To recruit the participants, random sampling was employed. Patient files were accessed from the public hospitals and contact numbers were retrieved. Participants who met the selection criteria were contacted telephonically and were addressed in English or isiZulu by the researcher who is a first language isiZulu speaker. For participants who were non-literate, the study was verbally explained to them. The participants were contacted to provide details regarding the study, and to schedule a convenient date, time and place to conduct interviews. Private audiologists made contact with potential participants regarding the study. Interested participants contacted the researcher.
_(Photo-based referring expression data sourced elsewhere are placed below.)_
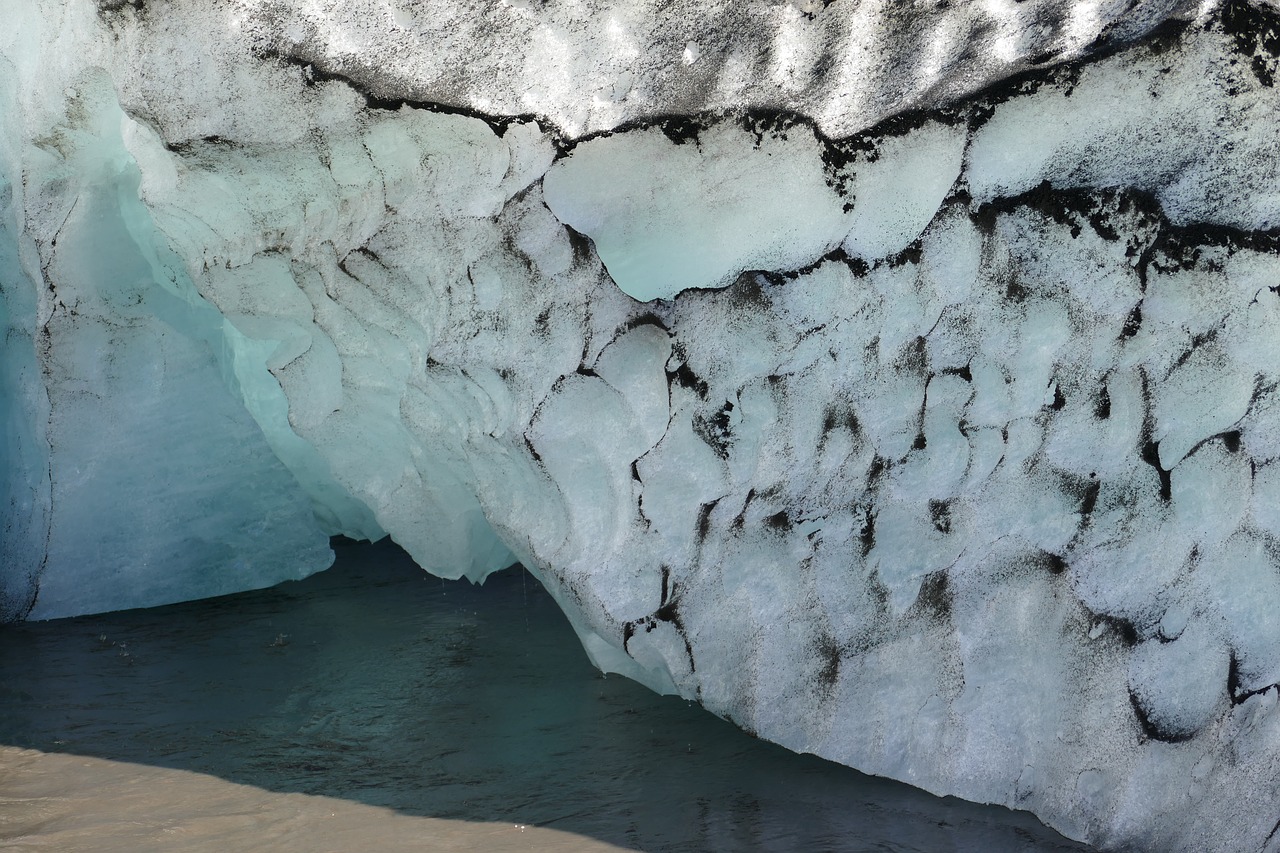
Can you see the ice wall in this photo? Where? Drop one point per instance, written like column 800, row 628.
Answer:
column 900, row 384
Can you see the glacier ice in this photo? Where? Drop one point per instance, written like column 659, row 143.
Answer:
column 899, row 383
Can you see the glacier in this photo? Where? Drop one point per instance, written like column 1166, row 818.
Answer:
column 897, row 381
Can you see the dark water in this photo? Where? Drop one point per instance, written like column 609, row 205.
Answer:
column 378, row 684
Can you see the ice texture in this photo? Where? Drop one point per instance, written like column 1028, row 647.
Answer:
column 899, row 384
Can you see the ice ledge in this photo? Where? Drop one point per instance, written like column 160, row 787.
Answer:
column 602, row 64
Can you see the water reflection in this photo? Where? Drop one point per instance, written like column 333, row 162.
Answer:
column 380, row 685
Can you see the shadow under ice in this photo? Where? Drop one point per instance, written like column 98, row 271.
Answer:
column 378, row 684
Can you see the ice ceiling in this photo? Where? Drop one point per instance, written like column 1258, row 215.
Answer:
column 899, row 381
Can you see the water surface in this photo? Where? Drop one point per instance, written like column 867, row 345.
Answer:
column 411, row 714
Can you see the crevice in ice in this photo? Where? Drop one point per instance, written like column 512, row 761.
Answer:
column 1238, row 694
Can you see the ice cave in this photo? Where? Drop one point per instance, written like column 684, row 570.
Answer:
column 896, row 379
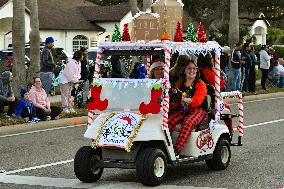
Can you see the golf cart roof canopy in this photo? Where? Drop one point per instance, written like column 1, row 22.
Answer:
column 175, row 47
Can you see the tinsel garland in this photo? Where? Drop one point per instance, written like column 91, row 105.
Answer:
column 134, row 133
column 96, row 140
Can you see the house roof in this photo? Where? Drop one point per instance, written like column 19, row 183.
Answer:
column 64, row 15
column 105, row 13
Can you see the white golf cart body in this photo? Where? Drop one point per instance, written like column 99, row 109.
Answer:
column 124, row 96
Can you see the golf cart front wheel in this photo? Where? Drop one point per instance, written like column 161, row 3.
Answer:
column 151, row 166
column 221, row 156
column 87, row 164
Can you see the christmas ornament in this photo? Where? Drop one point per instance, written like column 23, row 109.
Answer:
column 201, row 35
column 125, row 34
column 191, row 35
column 165, row 36
column 178, row 34
column 116, row 34
column 95, row 103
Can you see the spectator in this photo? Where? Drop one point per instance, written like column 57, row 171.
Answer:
column 252, row 72
column 193, row 104
column 224, row 61
column 41, row 102
column 157, row 69
column 264, row 60
column 246, row 65
column 7, row 97
column 25, row 107
column 236, row 67
column 69, row 77
column 47, row 65
column 139, row 71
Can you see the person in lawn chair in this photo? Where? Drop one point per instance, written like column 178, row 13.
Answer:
column 191, row 108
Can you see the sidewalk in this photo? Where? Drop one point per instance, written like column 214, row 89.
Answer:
column 64, row 122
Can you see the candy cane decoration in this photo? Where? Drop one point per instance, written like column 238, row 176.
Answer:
column 238, row 95
column 98, row 63
column 217, row 77
column 148, row 64
column 166, row 101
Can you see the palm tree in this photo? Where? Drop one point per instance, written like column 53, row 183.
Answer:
column 234, row 23
column 18, row 36
column 34, row 42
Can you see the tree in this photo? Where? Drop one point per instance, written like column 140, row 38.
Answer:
column 234, row 33
column 125, row 34
column 34, row 42
column 191, row 35
column 178, row 34
column 201, row 35
column 18, row 36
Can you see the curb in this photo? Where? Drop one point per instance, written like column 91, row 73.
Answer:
column 28, row 127
column 12, row 129
column 257, row 97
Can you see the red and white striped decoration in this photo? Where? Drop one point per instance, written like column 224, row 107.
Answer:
column 217, row 78
column 148, row 64
column 90, row 118
column 98, row 63
column 166, row 101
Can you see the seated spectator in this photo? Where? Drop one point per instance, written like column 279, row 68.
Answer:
column 69, row 77
column 157, row 70
column 25, row 107
column 7, row 97
column 41, row 102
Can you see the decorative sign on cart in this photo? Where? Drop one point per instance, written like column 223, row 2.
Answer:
column 120, row 130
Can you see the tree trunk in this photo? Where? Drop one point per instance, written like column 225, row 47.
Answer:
column 34, row 42
column 134, row 7
column 18, row 41
column 234, row 34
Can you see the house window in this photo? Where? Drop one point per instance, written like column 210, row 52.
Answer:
column 79, row 41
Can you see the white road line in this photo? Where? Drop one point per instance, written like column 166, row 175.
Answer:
column 264, row 123
column 38, row 167
column 75, row 183
column 43, row 130
column 260, row 100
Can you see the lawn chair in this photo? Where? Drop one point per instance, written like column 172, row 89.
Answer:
column 272, row 80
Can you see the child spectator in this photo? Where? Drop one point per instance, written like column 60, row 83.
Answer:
column 25, row 107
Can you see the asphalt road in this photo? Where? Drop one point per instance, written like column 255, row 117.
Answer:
column 45, row 159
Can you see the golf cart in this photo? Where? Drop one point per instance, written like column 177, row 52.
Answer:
column 131, row 130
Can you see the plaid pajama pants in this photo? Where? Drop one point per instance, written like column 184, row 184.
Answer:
column 188, row 123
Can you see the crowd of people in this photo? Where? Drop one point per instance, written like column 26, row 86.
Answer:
column 189, row 74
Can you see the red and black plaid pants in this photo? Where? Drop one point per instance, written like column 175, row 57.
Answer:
column 188, row 123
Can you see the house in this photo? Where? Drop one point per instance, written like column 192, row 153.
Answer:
column 73, row 23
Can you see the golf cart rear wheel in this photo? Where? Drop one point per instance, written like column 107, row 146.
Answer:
column 221, row 156
column 151, row 166
column 87, row 164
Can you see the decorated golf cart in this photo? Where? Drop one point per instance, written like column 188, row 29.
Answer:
column 128, row 124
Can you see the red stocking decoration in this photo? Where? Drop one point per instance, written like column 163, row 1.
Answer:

The researcher randomly selected parents and primary caregivers from all public hospitals (80) and private clinics or hospitals (17) using the KwaZulu-Natal Department of Health database. Limited participation from some private facilities was attributed to paediatric audiology services not being offered and some audiologists withholding access to potential participants on their caseload.

Sample size

A statistician was hired to ascertain the sample size. A sample size of 97 randomly selected parents produced a two-sided 95% confidence interval with a width equal to 0.20 or 20% (i.e. ± 10%) when the sample proportion is 0.50 or 50% (non-informative assumption, assumes maximum variability) (Fleiss, Levin, & Paik, 2003; Hintze, 2013; Newcombe, 1998). A total number of 97 parents and primary caregivers were interviewed.

Description of the sample

The sample included 1 (1%) father, 40 (41%) mothers and 56 (58%) primary caregivers (grandparents, siblings or aunts). A total of seven (14%) parents were first language English speakers, with the remainder being first language isiZulu speakers. The age range of participants was between 18 and 62 years. The level of education of the participants ranged between grade 2 and an honours degree. All participants had children who were deaf or hard of hearing diagnosed within the past 5 years in 31 public hospitals and three private clinics within KZN and had an age range between 8 months and 9 years.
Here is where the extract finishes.